SEATTLE — After her shifts in the emergency room, one doctor in Utah strips naked on her porch and runs straight to a shower, trying not to contaminate her home. In Oregon, an emergency physician talks of how he was recently bent over a drunk teenager, stapling a head wound, when he realized with a sudden chill that the patient had a fever and a cough. A doctor in Washington State woke up one night not long ago with nightmares of being surrounded by coughing patients.

“Most physicians have never seen this level of angst and anxiety in their careers,” said Dr. Stephen Anderson, a 35-year veteran of emergency rooms in a suburb south of Seattle. “I am sort of a pariah in my family. I am dipping myself into the swamp every day.”

As the coronavirus expands around the country, doctors and nurses working in emergency rooms are suddenly wary of everyone walking in the door with a cough, forced to make quick, harrowing decisions to help save not only their patients’ lives, but their own.

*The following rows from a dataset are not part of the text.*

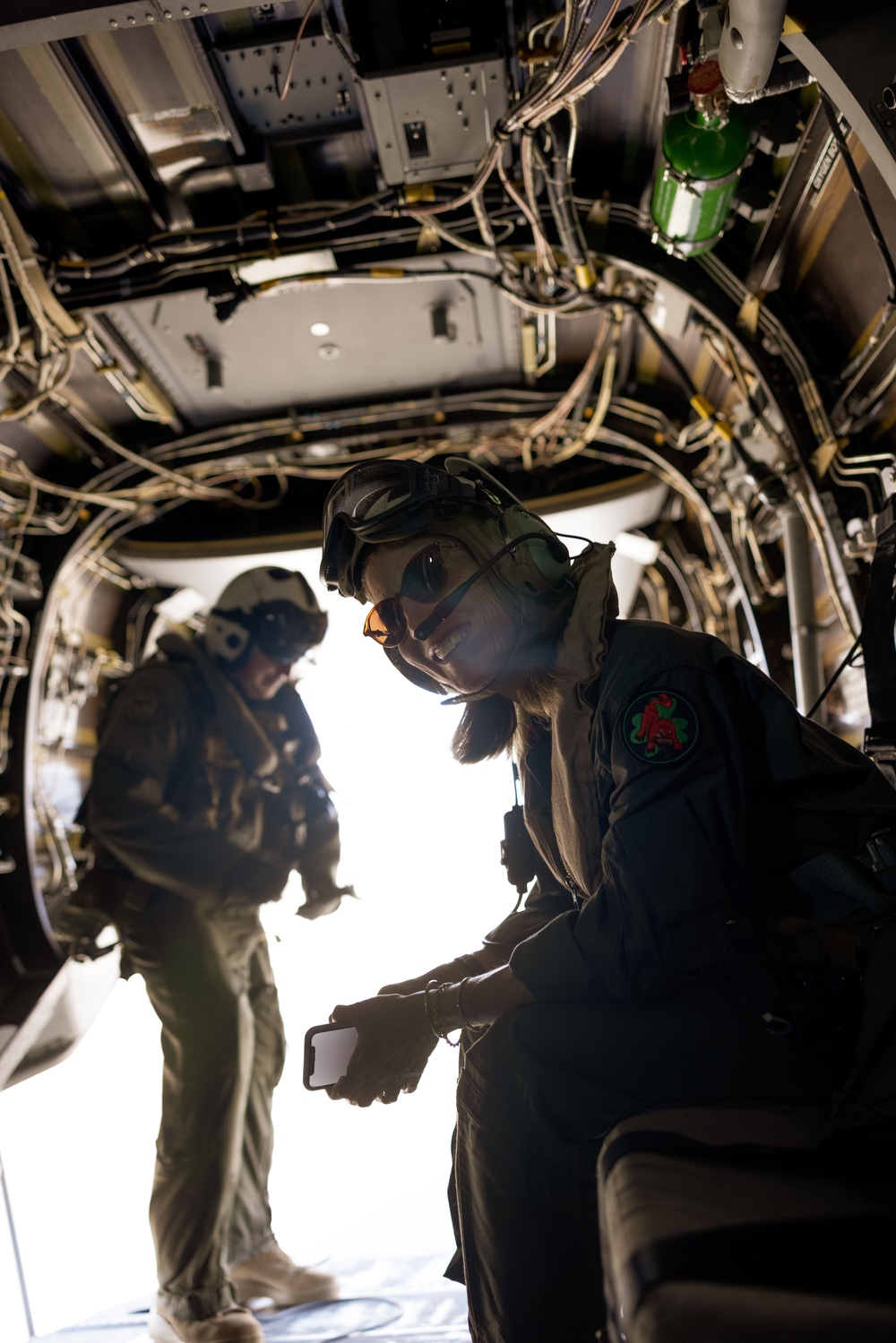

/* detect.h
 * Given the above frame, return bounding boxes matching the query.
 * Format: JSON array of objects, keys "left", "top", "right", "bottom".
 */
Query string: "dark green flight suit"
[
  {"left": 455, "top": 547, "right": 896, "bottom": 1343},
  {"left": 83, "top": 635, "right": 339, "bottom": 1319}
]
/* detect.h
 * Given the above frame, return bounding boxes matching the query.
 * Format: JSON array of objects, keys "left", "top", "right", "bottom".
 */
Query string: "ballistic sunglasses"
[{"left": 364, "top": 541, "right": 460, "bottom": 649}]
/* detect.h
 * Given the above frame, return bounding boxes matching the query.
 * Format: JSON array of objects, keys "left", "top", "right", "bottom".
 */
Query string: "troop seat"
[{"left": 598, "top": 1108, "right": 896, "bottom": 1343}]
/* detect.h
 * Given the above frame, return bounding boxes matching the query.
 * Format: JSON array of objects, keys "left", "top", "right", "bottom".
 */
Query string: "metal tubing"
[
  {"left": 778, "top": 503, "right": 823, "bottom": 713},
  {"left": 719, "top": 0, "right": 788, "bottom": 94},
  {"left": 0, "top": 1158, "right": 35, "bottom": 1339}
]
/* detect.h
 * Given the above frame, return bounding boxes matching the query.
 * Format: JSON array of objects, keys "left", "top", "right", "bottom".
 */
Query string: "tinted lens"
[
  {"left": 364, "top": 597, "right": 407, "bottom": 649},
  {"left": 401, "top": 546, "right": 447, "bottom": 602}
]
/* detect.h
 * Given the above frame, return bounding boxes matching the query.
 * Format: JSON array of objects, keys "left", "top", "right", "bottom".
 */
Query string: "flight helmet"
[
  {"left": 321, "top": 457, "right": 571, "bottom": 694},
  {"left": 204, "top": 565, "right": 326, "bottom": 670}
]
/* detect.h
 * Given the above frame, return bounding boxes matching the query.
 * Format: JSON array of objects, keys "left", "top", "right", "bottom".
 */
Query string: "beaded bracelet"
[
  {"left": 423, "top": 979, "right": 466, "bottom": 1049},
  {"left": 454, "top": 975, "right": 476, "bottom": 1030}
]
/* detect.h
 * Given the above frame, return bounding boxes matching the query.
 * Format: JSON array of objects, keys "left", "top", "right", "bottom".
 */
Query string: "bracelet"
[
  {"left": 423, "top": 979, "right": 442, "bottom": 1039},
  {"left": 423, "top": 979, "right": 466, "bottom": 1049},
  {"left": 434, "top": 982, "right": 461, "bottom": 1049},
  {"left": 454, "top": 977, "right": 476, "bottom": 1030}
]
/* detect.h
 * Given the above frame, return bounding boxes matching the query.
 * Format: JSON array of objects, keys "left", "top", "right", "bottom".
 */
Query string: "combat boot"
[
  {"left": 229, "top": 1246, "right": 339, "bottom": 1307},
  {"left": 149, "top": 1305, "right": 264, "bottom": 1343}
]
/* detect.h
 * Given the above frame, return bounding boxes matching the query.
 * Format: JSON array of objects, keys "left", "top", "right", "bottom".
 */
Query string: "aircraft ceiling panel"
[{"left": 95, "top": 262, "right": 521, "bottom": 426}]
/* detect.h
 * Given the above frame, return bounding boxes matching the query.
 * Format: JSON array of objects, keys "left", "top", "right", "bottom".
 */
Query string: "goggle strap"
[{"left": 414, "top": 532, "right": 546, "bottom": 642}]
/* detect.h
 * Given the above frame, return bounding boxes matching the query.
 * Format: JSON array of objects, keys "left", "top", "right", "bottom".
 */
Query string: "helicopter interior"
[{"left": 0, "top": 0, "right": 896, "bottom": 1343}]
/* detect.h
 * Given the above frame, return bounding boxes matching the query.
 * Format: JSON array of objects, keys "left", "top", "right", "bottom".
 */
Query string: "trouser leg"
[
  {"left": 227, "top": 942, "right": 286, "bottom": 1265},
  {"left": 457, "top": 988, "right": 831, "bottom": 1343},
  {"left": 119, "top": 891, "right": 261, "bottom": 1319}
]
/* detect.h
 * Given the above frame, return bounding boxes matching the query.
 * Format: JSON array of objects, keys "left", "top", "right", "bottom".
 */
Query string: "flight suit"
[
  {"left": 455, "top": 547, "right": 896, "bottom": 1343},
  {"left": 82, "top": 635, "right": 339, "bottom": 1319}
]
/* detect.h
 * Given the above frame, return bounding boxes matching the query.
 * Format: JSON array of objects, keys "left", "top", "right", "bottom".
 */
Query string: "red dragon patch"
[{"left": 625, "top": 690, "right": 697, "bottom": 764}]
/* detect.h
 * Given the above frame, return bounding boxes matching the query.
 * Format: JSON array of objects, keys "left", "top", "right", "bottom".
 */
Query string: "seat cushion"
[{"left": 598, "top": 1108, "right": 896, "bottom": 1343}]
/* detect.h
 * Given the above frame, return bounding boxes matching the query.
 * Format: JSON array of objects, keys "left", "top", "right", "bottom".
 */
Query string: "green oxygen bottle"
[{"left": 650, "top": 60, "right": 750, "bottom": 256}]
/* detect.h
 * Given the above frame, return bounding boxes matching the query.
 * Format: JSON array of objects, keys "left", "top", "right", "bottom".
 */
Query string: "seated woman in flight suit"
[{"left": 321, "top": 458, "right": 896, "bottom": 1343}]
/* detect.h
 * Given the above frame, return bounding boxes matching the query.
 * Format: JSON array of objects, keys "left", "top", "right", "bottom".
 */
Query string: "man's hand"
[{"left": 326, "top": 993, "right": 438, "bottom": 1106}]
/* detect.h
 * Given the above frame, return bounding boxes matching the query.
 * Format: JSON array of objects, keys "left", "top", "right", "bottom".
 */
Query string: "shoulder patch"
[
  {"left": 125, "top": 687, "right": 161, "bottom": 722},
  {"left": 625, "top": 690, "right": 700, "bottom": 764}
]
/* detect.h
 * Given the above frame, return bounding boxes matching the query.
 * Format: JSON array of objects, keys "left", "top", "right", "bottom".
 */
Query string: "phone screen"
[{"left": 305, "top": 1023, "right": 358, "bottom": 1090}]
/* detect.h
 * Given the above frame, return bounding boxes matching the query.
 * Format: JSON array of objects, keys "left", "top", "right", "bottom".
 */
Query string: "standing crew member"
[{"left": 82, "top": 567, "right": 349, "bottom": 1343}]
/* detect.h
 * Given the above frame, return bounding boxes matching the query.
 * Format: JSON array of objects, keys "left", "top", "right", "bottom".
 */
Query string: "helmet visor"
[
  {"left": 251, "top": 602, "right": 326, "bottom": 667},
  {"left": 321, "top": 461, "right": 474, "bottom": 597}
]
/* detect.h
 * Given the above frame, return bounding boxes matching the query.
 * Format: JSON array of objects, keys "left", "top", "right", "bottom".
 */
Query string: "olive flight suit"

The stress only grew on Sunday, when the American College of Emergency Physicians revealed that two emergency medicine doctors, in New Jersey and Washington State, were hospitalized in critical condition as a result of the coronavirus. Though the virus is spreading in the community and there was no way of ascertaining whether they were exposed at work or somewhere else, the two cases prompted urgent new questions among doctors about how many precautions are enough.

“Now that we see front-line providers that are on ventilators, it is really driving it home,” Dr. Anderson said.

Doctors, nurses and other staff members in a variety of hospital departments face new uncertainty. In intensive care units, for example, health care providers must have extended exposure to people who have contracted the virus. But they know in advance of the risk they face.

In emergency departments, the danger comes from the unknown.

Patients arrive with symptoms but no diagnosis, and staff members must sometimes tend to urgent needs, such as gaping wounds, before they have time to screen a patient for Covid-19, the disease caused by the virus. At times, the protocols they must follow are changing every few hours.

“Many of us have trained for disasters, like Ebola and hurricanes,” said Dr. Adam Brown, the president of emergency medicine for Envision Healthcare, the largest provider of contract physicians to emergency rooms. “This is different because of the scale and scope of the disease.”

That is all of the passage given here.